DGA Award winner for Modern Family
By Robert Goldrich
There’s something about this past awards season that brought out the best in Michael Spiller. He scored at one awards show the conventional way, earning a coveted honor. But at two other marquee competitions, his impact wasn’t felt as a nominee or winner but rather on a comedic promotional front.
First on the conventional score, Spiller in January won the Directors Guild of America (DGA) Award in the TV comedy series category for the “Halloween” episode of Modern Family.
“Being recognized by your peers against such great nominees [including directors behind episodes of 30 Rock, Glee and Entourage] is the highest honor,” said Spiller. One of those nominees was Steve Levitan for another episode of Modern Family, a series he co-created. “The joke going into the DGA Awards was that if I win, I’m in big trouble,” laughed Spiller. “When I was announced as the winner, the Modern Family table I was at cheered and there were hugs all around. Steve hugged me and whispered in my ear, ‘You’re fired.'”
The fact is that Spiller’s role on the series has only grown, blossoming to his directing 12 of season two’s 24 episodes. He helmed four episodes during year one of Modern Family.
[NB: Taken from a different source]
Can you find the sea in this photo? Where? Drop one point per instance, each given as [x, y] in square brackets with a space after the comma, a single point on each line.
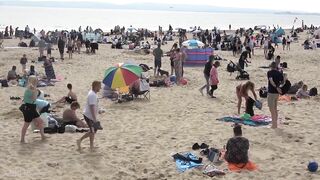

As for those two other alluded to awards shows in which Spiller made a splash, consider last month’s Oscars during which a Modern Family promo ran, featuring the series’ families engaged in an Oscar night contest of charades with some characters playing considerably better than others. Spiller directed the spot.
And then there was the Emmy Awards show last September. Though Spiller didn’t personally win an Emmy, Modern Family earned the award for outstanding comedy series. At the same time, Spiller made his mark during the Emmy proceedings with a short film featuring the Modern Family cast and actor/director George Clooney. The short had the sitcom’s families living out certain far-fetched, Nielsen-boosting proposals from a wet-behind-the-ears television network executive–like adopting a son, Stewie, from the animation series Family Guy, or going 3D to exploit a certain cast member’s physical attributes.
Ultimately none of these new wrinkles gained approval from the cast–that is until the slickster television executive pitches killing off a character to make room for Clooney.
Cast members then start to envision their Modern Family lives with Clooney–and they very much like what they see. Each wants Clooney to be part of his or her family, and you can feel the lobbying is about to begin.
Each lead wife character quickly embraces Clooney literally and figuratively–as does the series’ gay male couple who are seen lying blissfully in bed with Clooney.
This scenario has Clooney wistfully coming to the conclusion that he better get another movie gig so he can escape sitcom purgatory.
The short drew big laughs from the audience, and critics cited it as being one of the Emmy show’s highlights.
Still, Spiller is not a Modern Family one trick pony. Recent credits include his first episode of The Office, as well as a comedy pilot for Sony and NBC titled My Life As An Experiment.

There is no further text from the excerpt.